Now while this is not some revolutionary playbook pitch, it's clear that Christian is starting to ask some serious questions around sales execution and will apply the same vigor in applying change here as he did on the product side. The goal is to drive the whole company to a higher performance level, not just innovate for customers who are willing to pay and then falter on sales execution across other verticals. "Net new" is the name of the game, and SAP wants to go after it.
Now, speaking of GTM, attainment on RepVue sits at 45%.
Source: RepVue
Source: RepVue
Source: RepVue
The overall feedback is that their Large Enterprise accounts (LE) remain a very lucrative opportunity, but most of the hiring is in either difficult territories or Mid-Market, where SAP is still going through a transformation.
Realistically speaking, the GTM team is going through a reshuffle and will take a while to become an "obvious" great opportunity. The most obvious risk here will be aggressive layoffs as the company pushes toward higher productivity and new skill sets. As they started hiring for teams that are responsible for positioning the AI capabilities of the platform, mandatory requirements such as passing onboarding tests before being even allowed to speak to customers have become commonplace.

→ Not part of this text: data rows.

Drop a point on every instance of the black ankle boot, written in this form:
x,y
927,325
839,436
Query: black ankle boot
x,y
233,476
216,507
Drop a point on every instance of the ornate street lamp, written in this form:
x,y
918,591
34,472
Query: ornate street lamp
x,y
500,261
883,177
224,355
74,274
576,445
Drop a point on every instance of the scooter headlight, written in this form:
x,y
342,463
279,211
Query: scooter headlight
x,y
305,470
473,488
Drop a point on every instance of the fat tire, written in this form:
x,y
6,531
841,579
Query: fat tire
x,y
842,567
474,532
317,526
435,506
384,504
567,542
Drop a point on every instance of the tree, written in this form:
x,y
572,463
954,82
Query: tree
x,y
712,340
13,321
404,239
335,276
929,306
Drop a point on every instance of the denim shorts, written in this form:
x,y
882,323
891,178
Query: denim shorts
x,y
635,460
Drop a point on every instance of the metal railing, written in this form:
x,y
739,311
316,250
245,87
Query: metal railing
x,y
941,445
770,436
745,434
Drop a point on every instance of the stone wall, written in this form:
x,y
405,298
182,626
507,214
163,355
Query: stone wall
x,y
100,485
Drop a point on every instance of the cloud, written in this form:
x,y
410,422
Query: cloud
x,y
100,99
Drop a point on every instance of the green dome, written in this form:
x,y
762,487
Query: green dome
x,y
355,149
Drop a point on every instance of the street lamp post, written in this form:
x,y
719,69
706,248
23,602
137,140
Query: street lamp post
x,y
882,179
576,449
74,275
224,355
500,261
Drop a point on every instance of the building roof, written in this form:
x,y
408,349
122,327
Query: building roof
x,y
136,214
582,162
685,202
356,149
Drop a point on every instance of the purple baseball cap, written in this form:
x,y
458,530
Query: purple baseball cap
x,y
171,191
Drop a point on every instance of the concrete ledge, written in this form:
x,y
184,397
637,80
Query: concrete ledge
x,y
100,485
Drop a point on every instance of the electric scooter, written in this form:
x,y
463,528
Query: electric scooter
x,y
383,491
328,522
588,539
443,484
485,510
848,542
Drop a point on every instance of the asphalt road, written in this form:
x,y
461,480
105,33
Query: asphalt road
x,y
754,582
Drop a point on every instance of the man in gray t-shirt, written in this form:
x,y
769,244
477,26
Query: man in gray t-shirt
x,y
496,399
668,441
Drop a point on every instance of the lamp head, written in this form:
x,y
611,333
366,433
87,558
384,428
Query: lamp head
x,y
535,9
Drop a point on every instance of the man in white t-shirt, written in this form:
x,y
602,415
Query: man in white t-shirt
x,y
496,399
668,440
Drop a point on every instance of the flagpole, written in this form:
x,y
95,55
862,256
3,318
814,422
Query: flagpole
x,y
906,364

The play here is either to enter now with the expectation of a chaotic first 12 months, or wait it out until a cascade of LinkedIn "open to work" posts starts to pop up.
I think that from a product perspective within what we can consider "traditional" SAP customers, there is an obvious upselling opportunity which the right talent will be able to capture over the next 3 years. That doesn't mean that the opportunity will be "easy"—there is no easy money in this market anymore and it will only get more difficult as the performance expectation rises while OTE remains similar.